Questi più o meno i pensieri che hanno attraversato la mia mente nei secondi che hanno seguito le tue parole.

Naturalmente, dal mio volto impassibile non traspariva nulla e quindi tu, dopo aver aspettato un’eventuale reazione per un tempo ragionevole, hai continuato imperterrito: “Ogni notte. Dalla prima volta che ci siamo incontrati.

Ed ogni volta che mi sveglio vorrei averti accanto.

Sono qui proprio per sapere se questa cosa è successa anche a te oppure…”

Ti sei fermato mordendoti nervosamente il labbro inferiore, proprio come durante il nostro primo incontro.

La cosa mi ha fatto impercettibilmente sorridere: la sicurezza che avevi ostentato fino a pochi attimi prima si era sciolta come neve al sole.

Ora sì che ti riconoscevo.

Ho distolto lo sguardo da te e tornando a fissare l’orizzonte ti ho risposto “Forse.”

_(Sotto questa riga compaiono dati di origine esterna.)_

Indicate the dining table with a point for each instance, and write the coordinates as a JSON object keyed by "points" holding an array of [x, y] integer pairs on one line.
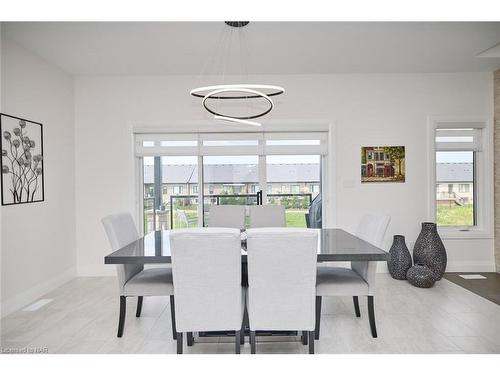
{"points": [[334, 245]]}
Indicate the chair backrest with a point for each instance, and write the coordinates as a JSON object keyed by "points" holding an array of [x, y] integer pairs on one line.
{"points": [[282, 278], [227, 216], [372, 228], [206, 266], [121, 231], [267, 216]]}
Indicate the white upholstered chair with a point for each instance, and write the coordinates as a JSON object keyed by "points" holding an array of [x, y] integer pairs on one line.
{"points": [[227, 216], [282, 281], [133, 279], [267, 216], [206, 265], [359, 280]]}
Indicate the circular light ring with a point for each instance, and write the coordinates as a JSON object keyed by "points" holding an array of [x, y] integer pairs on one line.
{"points": [[201, 92], [256, 93], [238, 121]]}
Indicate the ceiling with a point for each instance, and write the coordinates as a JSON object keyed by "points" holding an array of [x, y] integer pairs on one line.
{"points": [[159, 48]]}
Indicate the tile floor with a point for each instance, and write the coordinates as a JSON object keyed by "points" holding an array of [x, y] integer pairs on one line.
{"points": [[82, 318]]}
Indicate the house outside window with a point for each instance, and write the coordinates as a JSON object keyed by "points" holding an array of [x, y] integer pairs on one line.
{"points": [[464, 188], [178, 189], [461, 205]]}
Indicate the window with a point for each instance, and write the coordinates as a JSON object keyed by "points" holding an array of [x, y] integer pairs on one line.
{"points": [[164, 178], [460, 195], [455, 175], [464, 188], [178, 189], [296, 171], [231, 168], [314, 188]]}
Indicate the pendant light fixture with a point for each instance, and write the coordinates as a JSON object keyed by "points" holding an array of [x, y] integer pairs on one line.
{"points": [[247, 92]]}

“Forse cosa?” mi hai chiesto sorpreso.

“Forse succede anche a me” ho concluso, lapidario.

“Io non ho mai voluto nessuno nella mia vita, e quindi non so dare né un nome né un senso a quello che provo in questo momento.

Però potremmo provare a conoscerci meglio, passare del tempo insieme e lasciare che le cose seguano il loro corso.”

Ti ho guardato aspettando la tua risposta.

La dolcezza sul tuo viso mi ha provocato un calore sconosciuto.

Mi hai sorriso ancora, scompigliandomi i capelli.

“Ehi, non ti si consumeranno le corde vocali con tutto questo sforzo, kitsune?”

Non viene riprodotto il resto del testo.